Forest Marsh with Travellers on a Bank

Etching of a dense forest scene
Forest Marsh with Travellers on a Bank

Forest Marsh with Travellers on a Bank (1640s-1650s), also known as The Travellers, is an etching by the Dutch Golden Age artist Jacob van Ruisdael. A few copies are known and are in the collections of the Metropolitan Museum of Art in New York, the Rijksprentenkabinet of the Rijksmuseum Amsterdam, and Museum Boymans-van Beuningen in Rotterdam.[1]

The cumulus clouds in the late states of the etching have been added later and are not by Ruisdael himself.[2]

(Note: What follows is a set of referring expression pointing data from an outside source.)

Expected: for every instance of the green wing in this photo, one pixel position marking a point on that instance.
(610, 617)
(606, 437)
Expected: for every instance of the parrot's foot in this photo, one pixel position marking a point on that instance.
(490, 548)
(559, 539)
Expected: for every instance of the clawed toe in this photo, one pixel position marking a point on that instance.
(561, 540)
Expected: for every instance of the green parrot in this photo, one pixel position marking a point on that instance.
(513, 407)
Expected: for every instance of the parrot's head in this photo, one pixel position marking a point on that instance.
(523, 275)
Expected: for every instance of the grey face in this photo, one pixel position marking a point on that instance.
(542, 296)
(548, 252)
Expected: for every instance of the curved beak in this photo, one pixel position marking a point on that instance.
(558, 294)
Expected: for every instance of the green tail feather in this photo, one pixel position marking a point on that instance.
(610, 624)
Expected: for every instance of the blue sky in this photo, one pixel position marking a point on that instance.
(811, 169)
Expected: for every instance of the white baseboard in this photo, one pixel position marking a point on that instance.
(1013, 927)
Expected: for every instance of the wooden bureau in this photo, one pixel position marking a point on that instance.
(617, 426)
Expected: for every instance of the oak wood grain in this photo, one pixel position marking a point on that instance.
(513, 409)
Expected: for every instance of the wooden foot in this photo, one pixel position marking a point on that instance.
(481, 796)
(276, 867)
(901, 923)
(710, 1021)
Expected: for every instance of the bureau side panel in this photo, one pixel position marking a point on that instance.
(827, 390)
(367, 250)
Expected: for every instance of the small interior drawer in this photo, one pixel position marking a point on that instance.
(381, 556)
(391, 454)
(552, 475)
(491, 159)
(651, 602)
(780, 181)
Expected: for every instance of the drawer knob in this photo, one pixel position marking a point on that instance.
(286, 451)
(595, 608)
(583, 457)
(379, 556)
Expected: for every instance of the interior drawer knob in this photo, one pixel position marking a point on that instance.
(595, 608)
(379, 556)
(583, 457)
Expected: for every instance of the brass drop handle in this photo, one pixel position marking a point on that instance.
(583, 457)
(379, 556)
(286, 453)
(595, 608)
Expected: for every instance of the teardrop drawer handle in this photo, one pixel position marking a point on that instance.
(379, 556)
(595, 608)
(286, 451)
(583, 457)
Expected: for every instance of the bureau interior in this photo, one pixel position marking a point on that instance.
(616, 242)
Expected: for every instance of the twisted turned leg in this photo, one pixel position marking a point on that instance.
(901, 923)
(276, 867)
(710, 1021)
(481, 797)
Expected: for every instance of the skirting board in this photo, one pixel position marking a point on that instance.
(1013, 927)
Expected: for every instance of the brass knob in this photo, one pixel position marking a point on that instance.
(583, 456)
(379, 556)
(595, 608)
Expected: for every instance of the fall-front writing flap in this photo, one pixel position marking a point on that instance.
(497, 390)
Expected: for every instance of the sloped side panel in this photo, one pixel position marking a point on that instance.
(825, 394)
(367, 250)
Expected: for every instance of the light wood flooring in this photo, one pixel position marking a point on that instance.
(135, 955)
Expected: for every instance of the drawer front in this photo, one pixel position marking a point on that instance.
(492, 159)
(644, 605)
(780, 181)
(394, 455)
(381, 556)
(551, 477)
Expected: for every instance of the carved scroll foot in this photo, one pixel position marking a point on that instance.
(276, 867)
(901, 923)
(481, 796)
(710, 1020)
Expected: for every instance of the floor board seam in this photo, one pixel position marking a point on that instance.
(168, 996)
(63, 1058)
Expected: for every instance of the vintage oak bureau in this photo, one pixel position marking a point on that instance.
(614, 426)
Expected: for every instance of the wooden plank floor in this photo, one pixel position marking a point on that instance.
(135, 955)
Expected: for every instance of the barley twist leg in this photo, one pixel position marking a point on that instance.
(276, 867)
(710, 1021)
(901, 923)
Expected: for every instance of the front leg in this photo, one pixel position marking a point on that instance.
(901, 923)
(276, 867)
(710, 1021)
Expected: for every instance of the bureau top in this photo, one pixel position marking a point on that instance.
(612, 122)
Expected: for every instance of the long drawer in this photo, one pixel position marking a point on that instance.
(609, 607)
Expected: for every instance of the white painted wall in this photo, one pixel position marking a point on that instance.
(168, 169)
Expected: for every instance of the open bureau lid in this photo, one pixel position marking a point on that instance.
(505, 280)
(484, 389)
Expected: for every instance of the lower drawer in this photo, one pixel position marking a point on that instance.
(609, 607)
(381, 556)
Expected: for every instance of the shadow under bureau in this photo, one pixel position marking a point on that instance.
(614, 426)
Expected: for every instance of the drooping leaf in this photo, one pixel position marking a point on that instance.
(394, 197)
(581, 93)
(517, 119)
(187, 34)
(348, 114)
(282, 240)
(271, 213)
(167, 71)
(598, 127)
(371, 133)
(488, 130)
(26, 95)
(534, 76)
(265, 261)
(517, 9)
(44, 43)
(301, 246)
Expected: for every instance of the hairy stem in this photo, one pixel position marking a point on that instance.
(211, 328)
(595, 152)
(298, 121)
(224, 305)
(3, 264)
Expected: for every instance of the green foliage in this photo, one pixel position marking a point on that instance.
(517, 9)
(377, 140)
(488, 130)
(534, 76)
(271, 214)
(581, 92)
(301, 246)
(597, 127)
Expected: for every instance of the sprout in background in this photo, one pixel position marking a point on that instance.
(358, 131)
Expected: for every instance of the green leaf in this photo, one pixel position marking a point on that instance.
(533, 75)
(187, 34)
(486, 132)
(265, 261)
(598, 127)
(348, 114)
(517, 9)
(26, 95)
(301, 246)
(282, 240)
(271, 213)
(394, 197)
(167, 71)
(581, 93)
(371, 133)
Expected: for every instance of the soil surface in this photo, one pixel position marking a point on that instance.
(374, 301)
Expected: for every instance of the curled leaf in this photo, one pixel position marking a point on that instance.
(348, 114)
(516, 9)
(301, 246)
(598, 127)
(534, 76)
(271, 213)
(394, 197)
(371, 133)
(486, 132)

Etching expert Georges Duplessis singled out The Travellers and The Cornfield as unrivalled illustrations of Ruisdael's genius.[3] Ruisdael's pupil Meindert Hobbema painted two copies of this etching. One, dated 1662, is in the National Gallery of Victoria in Melbourne.[1] A young John Constable said in 1797 that he wanted to copy the work; if he did, none of his copies have survived.[4] When Constable died he owned four Ruisdael etchings, one of which was The Travellers.[5]

The etching is catalogue number E13 in Slive's 2001 catalogue raisonné of Ruisdael.[6]